批評家たちは、このレコードがエネルギーに満ち溢れていると評している [1, 2]。Johnsonとバンドメンバーとのコラボレーションにより、個々の精密さよりも集団としての動きを強調したサウンドが実現した。この音の方向性は、人間性の共有された、乱雑な現実という歌詞の焦点と補完し合っている。
過去の作品では異なるアレンジメントが主流であったが、『The Landfill』ではライブルームでの相互作用を優先させている [2]。その結果、スタジオ制作のインディーミュージックにしばしば見られる洗練さを削ぎ落とし、即興的で生々しい空気感を演出することを目指した。

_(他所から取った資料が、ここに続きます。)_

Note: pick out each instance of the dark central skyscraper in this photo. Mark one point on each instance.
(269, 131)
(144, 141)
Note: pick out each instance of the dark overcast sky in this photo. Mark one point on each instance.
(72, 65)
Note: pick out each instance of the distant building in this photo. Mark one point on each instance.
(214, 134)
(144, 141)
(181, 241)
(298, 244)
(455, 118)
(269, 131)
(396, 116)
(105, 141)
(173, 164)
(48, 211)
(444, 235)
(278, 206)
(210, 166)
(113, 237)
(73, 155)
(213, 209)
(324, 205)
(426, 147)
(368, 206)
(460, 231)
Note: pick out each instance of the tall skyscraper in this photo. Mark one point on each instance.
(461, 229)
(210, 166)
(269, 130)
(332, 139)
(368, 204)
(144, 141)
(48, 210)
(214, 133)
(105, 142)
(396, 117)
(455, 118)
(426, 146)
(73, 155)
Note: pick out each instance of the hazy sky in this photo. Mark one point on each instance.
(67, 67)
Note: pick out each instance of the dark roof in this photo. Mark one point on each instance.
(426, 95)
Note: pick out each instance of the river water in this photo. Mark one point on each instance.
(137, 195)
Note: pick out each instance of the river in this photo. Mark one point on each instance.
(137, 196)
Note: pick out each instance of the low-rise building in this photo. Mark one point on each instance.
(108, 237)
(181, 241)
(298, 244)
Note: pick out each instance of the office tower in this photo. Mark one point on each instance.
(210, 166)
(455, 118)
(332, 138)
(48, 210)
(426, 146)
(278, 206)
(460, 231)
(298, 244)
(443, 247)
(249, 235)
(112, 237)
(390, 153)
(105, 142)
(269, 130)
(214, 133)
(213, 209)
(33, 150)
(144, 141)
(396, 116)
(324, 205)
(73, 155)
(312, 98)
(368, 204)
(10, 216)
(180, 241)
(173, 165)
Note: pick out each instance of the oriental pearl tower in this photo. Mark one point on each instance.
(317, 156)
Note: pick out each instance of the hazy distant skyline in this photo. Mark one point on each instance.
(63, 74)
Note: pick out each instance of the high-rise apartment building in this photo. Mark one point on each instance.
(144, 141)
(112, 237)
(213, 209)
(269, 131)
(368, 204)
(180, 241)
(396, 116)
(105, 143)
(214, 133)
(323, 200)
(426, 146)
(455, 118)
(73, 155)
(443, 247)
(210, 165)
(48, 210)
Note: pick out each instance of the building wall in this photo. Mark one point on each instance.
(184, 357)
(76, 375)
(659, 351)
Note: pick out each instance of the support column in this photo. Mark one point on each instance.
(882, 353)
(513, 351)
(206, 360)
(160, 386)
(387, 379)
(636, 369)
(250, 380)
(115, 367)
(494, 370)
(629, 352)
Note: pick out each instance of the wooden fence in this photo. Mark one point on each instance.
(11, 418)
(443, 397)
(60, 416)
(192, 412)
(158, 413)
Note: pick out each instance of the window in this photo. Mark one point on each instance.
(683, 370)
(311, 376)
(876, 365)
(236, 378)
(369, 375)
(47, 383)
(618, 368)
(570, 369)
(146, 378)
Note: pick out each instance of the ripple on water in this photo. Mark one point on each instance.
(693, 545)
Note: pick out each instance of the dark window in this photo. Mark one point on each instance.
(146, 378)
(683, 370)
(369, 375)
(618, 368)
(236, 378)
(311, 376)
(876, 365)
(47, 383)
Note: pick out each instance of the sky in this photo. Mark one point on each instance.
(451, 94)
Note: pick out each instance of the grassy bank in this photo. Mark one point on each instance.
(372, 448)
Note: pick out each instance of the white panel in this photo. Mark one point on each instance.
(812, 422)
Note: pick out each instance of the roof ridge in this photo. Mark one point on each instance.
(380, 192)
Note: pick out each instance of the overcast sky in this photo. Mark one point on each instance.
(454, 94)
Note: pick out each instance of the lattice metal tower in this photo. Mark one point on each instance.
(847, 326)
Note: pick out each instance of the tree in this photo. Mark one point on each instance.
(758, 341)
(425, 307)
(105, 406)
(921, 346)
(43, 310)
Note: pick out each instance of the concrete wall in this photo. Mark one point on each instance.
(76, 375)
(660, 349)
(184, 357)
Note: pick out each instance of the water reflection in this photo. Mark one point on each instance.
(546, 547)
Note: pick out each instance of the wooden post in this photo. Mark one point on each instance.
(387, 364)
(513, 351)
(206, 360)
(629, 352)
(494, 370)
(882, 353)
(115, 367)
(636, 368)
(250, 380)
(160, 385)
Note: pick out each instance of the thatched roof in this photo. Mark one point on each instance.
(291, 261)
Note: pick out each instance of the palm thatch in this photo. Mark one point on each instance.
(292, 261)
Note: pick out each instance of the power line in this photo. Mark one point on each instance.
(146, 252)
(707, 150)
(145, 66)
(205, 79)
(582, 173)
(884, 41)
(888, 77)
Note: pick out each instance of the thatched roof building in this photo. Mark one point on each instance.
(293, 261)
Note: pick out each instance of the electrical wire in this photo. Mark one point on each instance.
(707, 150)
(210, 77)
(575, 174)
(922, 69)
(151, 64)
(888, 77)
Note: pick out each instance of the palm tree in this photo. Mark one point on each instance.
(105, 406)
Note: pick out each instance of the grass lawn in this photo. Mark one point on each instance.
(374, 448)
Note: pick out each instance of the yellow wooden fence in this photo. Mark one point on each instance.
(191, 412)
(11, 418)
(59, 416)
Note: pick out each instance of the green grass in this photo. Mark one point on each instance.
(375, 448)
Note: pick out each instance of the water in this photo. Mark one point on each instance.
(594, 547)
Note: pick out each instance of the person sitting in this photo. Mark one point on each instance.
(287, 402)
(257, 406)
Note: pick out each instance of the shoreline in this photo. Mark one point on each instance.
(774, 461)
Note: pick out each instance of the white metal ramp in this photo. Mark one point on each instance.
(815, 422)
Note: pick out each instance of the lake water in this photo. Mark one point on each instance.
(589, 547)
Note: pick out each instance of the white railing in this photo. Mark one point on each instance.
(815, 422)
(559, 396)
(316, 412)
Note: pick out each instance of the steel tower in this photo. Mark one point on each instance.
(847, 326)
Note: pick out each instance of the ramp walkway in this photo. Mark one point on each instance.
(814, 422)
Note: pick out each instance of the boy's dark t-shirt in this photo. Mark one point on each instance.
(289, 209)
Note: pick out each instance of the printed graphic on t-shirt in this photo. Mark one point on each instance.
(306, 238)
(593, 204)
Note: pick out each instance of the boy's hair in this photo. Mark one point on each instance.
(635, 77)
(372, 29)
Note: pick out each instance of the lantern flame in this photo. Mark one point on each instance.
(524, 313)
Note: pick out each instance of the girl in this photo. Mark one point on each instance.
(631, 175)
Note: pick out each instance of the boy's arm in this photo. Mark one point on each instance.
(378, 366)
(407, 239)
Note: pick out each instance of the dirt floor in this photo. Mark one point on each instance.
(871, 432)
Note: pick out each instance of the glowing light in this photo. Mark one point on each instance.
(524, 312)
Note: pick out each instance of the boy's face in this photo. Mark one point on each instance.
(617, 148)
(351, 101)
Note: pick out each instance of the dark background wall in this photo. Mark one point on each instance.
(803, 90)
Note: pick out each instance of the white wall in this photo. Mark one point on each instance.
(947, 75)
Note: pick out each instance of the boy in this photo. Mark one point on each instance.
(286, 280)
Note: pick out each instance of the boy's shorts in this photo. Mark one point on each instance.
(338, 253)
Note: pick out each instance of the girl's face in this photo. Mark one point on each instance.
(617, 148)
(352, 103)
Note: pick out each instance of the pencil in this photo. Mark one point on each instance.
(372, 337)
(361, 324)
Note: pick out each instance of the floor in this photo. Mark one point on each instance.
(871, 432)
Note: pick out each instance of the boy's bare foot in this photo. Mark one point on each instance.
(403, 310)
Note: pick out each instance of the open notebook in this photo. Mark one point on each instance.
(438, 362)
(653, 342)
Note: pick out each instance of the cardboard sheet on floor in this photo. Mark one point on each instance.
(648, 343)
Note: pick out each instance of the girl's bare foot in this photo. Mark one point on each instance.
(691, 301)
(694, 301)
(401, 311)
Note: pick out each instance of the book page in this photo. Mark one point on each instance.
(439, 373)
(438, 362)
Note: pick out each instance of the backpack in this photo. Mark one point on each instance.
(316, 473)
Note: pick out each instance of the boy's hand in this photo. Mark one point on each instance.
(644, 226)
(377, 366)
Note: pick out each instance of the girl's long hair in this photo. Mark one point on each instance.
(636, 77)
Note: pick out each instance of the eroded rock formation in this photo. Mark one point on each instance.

Johnsonは、メロディとメランコリーの交差点を引き続き探求している [1]。アルバムのコンセプトを「埋立地(landfill)」に据えることで、人の最も誠実な部分は、往々にして捨て去ろうとしたり、忘れようとしたりした部分にあることを本プロジェクトは示唆している。
“このレコードは、ライブパフォーマンスの粗削りな質感と真正性を反映させることを目指している。”
フルバンドによるレコーディングスタイルへの移行は、合成的な完璧さよりも、オーガニックなライブルームのダイナミクスを優先させるというEric D. Johnsonの戦略的な動きを示している。このサウンドの変化を「人間の塵」というテーマと結びつけることで、Fruit Batsは本作を真正性の研究として位置づけており、音楽と人生の両面において「磨かれていない」要素こそが、最も物語的な価値を持つことを提示している。